Saturday, April 22, 2017

A reason we ended up with Trump?

I've lately been reading a book about adolescence, A Tribe Apart by Patricia Hersch, which is, I'll be the first to admit, rather dated in its information, having been published in 1998. But precisely because of that I'm left to wonder if the following information, presented about the early teens of the mid-90s, who are parents now, is a good descriptor for what has led to Trump's election.

In 1992, a USA Weekend survey of over 236,000 young people revealed that 25 to 40 percent of teens see nothing wrong with cheating on exams, stealing from employers, or keeping money that isn't theirs. A 1989 Girl Scouts survey of 5,000 kids found 65 percent would cheat on an important test. A survey by the Josephine Institute of Ethics in 1992 similarly revealed that 75 percent of high school students admit to cheating...The biggest reason, according to 65 percent of the students, was that it was more important to get good grades than to be honest..."People are under lots of pressure.
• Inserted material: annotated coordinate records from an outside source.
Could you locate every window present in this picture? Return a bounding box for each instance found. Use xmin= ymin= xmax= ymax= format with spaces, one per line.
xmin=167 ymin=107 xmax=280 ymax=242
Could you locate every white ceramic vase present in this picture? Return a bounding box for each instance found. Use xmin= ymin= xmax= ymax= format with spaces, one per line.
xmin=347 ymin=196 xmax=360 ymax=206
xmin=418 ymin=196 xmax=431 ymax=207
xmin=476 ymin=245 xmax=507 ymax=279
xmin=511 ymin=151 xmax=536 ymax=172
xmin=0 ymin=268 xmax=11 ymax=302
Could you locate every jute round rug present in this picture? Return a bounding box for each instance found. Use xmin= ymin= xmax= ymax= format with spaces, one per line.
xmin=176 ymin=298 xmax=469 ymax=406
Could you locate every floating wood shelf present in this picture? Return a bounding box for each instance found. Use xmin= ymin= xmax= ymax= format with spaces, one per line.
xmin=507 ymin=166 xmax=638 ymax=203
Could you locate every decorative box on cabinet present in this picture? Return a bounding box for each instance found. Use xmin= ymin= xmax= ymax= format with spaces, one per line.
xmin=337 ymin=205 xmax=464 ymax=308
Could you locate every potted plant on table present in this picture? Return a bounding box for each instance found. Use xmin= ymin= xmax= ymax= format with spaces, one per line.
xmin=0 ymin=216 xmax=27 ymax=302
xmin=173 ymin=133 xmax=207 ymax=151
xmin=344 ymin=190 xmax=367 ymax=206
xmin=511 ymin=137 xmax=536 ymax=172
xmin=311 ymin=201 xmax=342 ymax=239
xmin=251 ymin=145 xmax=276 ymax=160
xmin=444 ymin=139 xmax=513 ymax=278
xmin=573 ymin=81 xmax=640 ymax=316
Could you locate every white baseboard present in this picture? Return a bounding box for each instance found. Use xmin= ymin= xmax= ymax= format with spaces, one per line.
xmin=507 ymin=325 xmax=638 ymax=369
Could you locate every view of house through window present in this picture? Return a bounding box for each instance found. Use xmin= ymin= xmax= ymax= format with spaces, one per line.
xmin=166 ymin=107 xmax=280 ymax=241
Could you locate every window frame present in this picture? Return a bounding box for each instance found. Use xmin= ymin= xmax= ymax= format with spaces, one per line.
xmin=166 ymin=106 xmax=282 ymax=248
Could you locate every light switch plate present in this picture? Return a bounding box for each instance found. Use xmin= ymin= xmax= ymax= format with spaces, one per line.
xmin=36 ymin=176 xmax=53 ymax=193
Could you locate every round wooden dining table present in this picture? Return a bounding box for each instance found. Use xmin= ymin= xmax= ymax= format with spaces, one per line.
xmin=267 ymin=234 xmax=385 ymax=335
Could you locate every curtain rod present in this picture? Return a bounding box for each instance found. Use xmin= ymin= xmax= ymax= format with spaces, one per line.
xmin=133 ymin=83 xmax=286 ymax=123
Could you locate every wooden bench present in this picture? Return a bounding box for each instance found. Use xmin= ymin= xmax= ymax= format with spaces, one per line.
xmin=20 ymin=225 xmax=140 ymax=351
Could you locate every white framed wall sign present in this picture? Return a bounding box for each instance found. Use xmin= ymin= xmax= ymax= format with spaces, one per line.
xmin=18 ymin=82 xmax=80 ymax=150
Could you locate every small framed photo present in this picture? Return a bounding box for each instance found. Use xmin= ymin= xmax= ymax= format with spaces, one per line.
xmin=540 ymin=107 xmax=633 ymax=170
The attitude is that everybody does it, people don't look upon cheating as bad, none of your friends look at you as bad because you cheated." Everybody knows it is the wrong thing to do, "but I am not convinced that it is unfair when you are in a class you are never going to need again in your whole life but...the difference between a C and an A will make a difference in what college you get into.
Paradoxically, there is an ethic of cheating. This is how most students explain it...: It is easy and it is not always straight-out cheating. It is the little sneaky stuff like asking somebody from the period before what is on the test, or being absent so you know what is on it the next day. "Real cheating is having the answers in front of you while you are taking the test, looking at someone's paper."
The truth, and everybody knows it, is that to get into college an A or B is always better than something lower, and students' lives are so full of pressure and activity, especially for the smartest and most ambitious, that something has to give. "Even though we are told it will hurt us in the long run, that is a bunch of baloney...Maybe you are hurting other people and that may be unfair, but you are not hurting yourself. Why not take the easy way out if you can go home and be with friends for three hours or work in a subject that really matters to you...[?]" The bottom line is that "grades are more important because they get you someplace--getting good grades, not being ethical." 
This may be the crux of the matter. In the Girl Scouts of America survey, it was found that by a huge margin the youth problems of the headlines--peer pressure, drugs, alcohol, sex, gangs--were not the "crisis issues" for kids. Their concerns were "the social expectations of the adult world which all have to do with pressure..." In times when society lacks clear ethical guidelines, when parents neither spend the time to educate about time-honored values...and personal responsibility nor necessarily model consistent value`s in their own lives, kids are responding to the one message they hear loud and strong from the adult world: Succeed. Do well. Do whatever you need to do... 
Kids have grown up with a regular diet of people like Leona Helmsley, who ripped off the government; Mayor Marion Barry, who was reelected after being in prison for cocaine possession; Michael Milken and his junk bonds; Ivan Boesky and insider trading; Pete Rose and gambling. The list seems endless: Watergate, Clarence Thomas and Anita Hill, Lorena and John Bobbitt, Whitewater. Stories of killings for sneakers, parents who abandon their children, drive-by shootings. The students see inconsistent punishments or no consequences at all... 
Somehow people keep on expecting kids to have a certain belief system or a commitment to certain kinds of values that are not evidenced with any regularity in their environment. Values do not spring fully formed out of nowhere. And cheating, among all the things people are doing that are not right, turns out to be fairly benign.
 Get ahead any way you need to. Cheating isn't the worst thing you can do, and you have to do it because everyone else is and it's the only reasonable response to everything they expect of you. If you aren't caught, you won't be punished, and if you are caught, well, people will understand. There's a sliding scale of unethical behavior and you can always justify it by contrasting it with what someone else does or could do. Act like we tell you, not how we act. Most importantly, other people do a whole lot worse, and they're the real reason things are bad.

Is there a better description for what history will come to call Trumpism?